Let us define the following recurrence relations as so. $$a_1=6, a_{n+1}=a_n!$$ $$b_1=6, b_{n+1}=6^{b_n}$$
So, which of the following is larger? $a_{b_2}$ or $b_{a_2}$?
To clarify, I am trying to compare $6^{6^{6^{6^6\dots}}}$ ($720$ times) and $(((6!)!)!)!\dots$($46656$ times)
While I tried to use a calculator to determine which is larger, the values were too large for me to compute.
Their log values proved difficult to compare as well.
Wolframalpha did not prove much help(see here and here)
Normally it is true that $a_n$ is far smaller then $b_n$, but because $b_2$ is far larger than $a_2$, I find it hard to determine.
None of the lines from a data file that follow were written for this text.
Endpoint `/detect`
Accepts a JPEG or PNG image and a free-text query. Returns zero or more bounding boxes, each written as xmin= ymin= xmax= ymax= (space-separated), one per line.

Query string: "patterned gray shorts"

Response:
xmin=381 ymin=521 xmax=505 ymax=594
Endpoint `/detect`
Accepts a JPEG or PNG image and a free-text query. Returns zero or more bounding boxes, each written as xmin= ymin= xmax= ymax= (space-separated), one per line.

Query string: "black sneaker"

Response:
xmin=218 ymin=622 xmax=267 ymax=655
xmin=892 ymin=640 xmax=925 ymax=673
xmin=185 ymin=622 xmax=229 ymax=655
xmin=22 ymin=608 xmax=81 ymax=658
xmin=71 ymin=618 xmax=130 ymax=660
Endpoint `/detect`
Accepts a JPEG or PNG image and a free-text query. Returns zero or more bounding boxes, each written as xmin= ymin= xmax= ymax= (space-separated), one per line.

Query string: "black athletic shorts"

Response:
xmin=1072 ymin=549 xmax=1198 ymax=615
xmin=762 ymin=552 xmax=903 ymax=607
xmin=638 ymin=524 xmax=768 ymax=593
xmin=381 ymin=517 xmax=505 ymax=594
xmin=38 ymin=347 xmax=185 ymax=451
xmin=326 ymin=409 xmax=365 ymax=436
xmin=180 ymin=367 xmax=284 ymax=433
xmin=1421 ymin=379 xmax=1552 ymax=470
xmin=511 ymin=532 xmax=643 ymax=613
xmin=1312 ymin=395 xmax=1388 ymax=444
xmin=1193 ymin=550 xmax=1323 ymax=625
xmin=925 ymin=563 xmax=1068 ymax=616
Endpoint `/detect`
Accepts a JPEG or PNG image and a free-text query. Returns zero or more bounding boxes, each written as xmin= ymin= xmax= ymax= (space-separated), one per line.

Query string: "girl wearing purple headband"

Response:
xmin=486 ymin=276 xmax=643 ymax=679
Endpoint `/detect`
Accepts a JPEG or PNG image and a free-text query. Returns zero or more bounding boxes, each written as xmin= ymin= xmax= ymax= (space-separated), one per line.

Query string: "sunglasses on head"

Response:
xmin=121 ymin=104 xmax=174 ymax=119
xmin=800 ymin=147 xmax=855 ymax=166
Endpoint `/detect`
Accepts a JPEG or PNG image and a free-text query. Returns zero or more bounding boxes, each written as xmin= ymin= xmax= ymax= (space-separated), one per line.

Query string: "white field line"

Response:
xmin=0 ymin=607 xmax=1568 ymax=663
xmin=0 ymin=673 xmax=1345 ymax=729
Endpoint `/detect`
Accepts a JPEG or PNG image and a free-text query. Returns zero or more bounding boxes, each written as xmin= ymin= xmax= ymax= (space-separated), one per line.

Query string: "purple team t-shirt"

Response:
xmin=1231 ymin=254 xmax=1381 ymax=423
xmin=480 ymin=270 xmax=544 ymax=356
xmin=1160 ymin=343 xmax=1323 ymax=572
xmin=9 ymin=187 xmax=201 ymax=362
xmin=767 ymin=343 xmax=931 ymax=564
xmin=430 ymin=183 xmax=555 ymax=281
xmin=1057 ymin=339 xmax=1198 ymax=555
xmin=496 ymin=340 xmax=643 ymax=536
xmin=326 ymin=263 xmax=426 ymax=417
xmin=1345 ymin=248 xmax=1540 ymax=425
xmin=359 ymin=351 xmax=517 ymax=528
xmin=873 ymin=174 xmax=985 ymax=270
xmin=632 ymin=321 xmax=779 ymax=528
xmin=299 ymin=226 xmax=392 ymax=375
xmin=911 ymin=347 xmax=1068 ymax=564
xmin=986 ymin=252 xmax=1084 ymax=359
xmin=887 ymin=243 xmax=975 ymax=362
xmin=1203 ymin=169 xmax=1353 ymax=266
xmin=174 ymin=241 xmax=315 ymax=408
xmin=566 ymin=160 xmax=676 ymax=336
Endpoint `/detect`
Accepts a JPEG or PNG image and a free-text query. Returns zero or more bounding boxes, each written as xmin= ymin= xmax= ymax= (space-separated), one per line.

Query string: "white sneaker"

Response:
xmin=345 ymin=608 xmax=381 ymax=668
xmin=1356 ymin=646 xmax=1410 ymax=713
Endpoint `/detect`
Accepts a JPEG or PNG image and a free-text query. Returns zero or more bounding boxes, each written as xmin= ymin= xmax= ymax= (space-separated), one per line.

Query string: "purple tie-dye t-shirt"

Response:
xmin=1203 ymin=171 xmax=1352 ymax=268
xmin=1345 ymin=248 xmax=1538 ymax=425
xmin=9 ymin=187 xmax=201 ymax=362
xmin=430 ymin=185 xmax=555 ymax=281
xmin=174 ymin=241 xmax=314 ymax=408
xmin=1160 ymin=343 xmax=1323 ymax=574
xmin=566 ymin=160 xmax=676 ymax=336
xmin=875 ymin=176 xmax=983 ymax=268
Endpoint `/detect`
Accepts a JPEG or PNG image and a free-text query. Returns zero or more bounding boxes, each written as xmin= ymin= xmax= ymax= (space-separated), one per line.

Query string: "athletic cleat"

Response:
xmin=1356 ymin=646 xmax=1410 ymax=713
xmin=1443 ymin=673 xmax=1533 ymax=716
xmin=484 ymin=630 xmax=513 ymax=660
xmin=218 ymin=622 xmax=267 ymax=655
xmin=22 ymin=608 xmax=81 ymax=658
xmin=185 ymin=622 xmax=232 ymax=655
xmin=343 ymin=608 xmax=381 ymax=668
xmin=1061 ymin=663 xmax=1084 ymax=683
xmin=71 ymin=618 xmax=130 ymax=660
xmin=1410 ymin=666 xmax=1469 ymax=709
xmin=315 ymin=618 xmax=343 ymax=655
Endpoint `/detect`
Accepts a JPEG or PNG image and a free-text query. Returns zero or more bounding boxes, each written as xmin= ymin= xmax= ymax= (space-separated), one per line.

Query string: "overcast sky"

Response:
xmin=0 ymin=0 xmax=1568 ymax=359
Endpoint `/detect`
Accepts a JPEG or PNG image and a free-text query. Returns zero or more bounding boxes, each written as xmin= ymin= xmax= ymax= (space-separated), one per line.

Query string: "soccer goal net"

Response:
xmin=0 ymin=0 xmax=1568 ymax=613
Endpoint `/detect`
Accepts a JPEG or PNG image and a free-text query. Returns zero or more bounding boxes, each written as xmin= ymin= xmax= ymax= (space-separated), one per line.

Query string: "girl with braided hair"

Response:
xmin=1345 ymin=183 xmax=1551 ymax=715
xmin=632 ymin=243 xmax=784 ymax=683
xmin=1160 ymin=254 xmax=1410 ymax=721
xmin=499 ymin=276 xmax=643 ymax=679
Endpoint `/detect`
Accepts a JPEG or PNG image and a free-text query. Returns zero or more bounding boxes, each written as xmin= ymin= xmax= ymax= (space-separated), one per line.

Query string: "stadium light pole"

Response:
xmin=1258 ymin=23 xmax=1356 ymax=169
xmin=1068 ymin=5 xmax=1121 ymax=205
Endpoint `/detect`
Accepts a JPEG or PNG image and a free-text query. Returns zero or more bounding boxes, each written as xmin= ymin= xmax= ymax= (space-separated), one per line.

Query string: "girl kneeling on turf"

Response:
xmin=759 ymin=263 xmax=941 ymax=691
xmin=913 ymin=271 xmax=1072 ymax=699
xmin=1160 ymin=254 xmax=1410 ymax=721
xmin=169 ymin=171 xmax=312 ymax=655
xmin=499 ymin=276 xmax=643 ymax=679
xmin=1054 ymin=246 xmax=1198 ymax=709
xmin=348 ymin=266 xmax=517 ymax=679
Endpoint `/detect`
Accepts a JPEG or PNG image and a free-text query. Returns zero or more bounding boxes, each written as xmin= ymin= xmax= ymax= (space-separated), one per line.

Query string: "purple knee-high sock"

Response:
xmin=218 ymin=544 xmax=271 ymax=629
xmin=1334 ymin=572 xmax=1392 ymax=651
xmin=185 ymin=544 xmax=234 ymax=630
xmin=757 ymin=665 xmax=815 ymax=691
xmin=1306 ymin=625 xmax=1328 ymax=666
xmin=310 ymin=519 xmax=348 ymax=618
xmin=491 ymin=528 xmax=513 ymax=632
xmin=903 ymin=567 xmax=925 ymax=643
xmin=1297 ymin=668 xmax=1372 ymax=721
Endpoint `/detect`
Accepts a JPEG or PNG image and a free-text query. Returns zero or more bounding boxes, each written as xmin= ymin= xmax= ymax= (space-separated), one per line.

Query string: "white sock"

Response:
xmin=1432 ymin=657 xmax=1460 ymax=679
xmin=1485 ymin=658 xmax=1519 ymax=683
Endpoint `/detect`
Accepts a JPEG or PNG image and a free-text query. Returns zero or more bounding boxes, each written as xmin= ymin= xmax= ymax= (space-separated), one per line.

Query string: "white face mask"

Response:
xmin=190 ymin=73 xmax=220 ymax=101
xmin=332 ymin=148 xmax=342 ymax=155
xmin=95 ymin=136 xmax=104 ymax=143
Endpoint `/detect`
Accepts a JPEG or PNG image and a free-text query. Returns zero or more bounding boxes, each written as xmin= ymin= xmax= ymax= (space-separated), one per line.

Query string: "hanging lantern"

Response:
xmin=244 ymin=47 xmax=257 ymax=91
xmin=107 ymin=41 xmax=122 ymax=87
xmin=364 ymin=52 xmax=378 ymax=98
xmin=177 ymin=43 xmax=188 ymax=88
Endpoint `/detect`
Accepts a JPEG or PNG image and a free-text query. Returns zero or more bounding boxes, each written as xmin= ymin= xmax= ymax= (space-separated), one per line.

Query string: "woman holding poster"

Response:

Any help would be appreciated.
Let $G(1)=6, G(n)=6^{G(n-1)}$ and $F(1)=6, F(n)=(F(n-1))!$. You want to compare $G(720)$ with $F(46656)$. We have $\log G(n)=G(n-1) \log (6)$, so $720$ applications of $\log$ makes it small. $\log F(n)\approx F(n-1)( \log F(n-1)-1)$, so it takes about $46656$ applications of $\log$ to make it small. $F(46656) \gg G(720)$ so much that dividing $F(46656)/G(720)$ does not make it appreciably smaller.